Theo brachte mich in mein Zimmer zurück, doch anstatt mich wieder an mein Bett zu ketten, befreite er mich aus der Jacke und sagte mahnend: "Vergiss nicht was Dr. Franklin gesagt hat, Katrina. Solange du niemanden verletzt oder angreifst, bist du die Medikamente und die Jacke los. Also..."

Mit gehobenen Augenbrauen sah er mich an und ich nickte grinsend, weil Klara sich an seine Seite gestellt hatte und seinen Blick nachahmte.

Dabei schielte sie ganz fürchterlich und wedelte hektisch mit dem Finger in der Luft herum.

Irgendwas schien auch ihn zu belustigen, denn er lächelte mich doch tatsächlich an, dann sagte er: "Grüß Klara von mir." und war schon verschwunden, bevor meine Freundin den Mund wieder zuklappen konnte.

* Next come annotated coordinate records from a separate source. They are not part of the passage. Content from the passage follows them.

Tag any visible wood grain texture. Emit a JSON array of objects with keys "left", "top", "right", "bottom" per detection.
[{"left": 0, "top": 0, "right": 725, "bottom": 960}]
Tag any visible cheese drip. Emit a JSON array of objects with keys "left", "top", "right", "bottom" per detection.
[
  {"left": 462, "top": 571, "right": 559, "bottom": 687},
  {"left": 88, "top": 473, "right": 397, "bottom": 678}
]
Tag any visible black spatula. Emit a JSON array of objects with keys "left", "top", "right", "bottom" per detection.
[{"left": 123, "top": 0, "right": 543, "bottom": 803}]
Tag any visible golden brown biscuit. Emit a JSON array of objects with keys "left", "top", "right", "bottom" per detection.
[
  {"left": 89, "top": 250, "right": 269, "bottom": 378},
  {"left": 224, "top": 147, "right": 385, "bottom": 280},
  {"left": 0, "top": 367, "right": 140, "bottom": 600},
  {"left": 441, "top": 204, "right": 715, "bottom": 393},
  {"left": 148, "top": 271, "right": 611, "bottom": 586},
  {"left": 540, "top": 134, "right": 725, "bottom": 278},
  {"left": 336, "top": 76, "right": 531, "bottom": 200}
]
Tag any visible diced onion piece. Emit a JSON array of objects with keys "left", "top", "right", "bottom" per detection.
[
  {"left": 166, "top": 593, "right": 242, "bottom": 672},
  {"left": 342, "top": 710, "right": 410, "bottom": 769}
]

Und jetzt lachte ich richtig.

"Mund zu!", kicherte ich. "Sonst fliegt noch eine Fliege rein."

"Hast du das gehört?!", strahlte sie mich an. "Er mag mich!"

"Natürlich. Warum sollte er dich auch nicht mögen.", ich zuckte mit den Schultern und grinste sie an.

"Stimmt! Ich bin super!"

"Die beste.", stimmte ich ihr zu, bevor ich hinzufügte, "Danke, dass du mit zu Dr. Franklin gekommen bist."

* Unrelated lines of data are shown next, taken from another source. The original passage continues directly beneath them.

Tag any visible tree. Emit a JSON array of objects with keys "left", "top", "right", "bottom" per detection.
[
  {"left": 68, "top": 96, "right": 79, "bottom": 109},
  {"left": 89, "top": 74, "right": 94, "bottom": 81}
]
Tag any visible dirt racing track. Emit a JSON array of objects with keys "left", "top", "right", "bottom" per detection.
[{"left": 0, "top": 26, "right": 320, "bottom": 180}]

"Mir blieb ja nichts anderes übrig.", sagte sie jedoch nur bevor sie der Tür zustrebte. "Komm! Lass uns raus aus dem Loch! Wir waren lange genug hier eingesperrt."

Und das ließ ich mir nicht zweimal sagen. Obwohl ich mir nicht sicher war, ob ich wirklich wieder nach draußen durfte.

Doch niemand hielt mich auf. Die Tür war auch nicht abgeschlossen und so schlich ich wie üblich über den Flur und schaute mir die Bilder an.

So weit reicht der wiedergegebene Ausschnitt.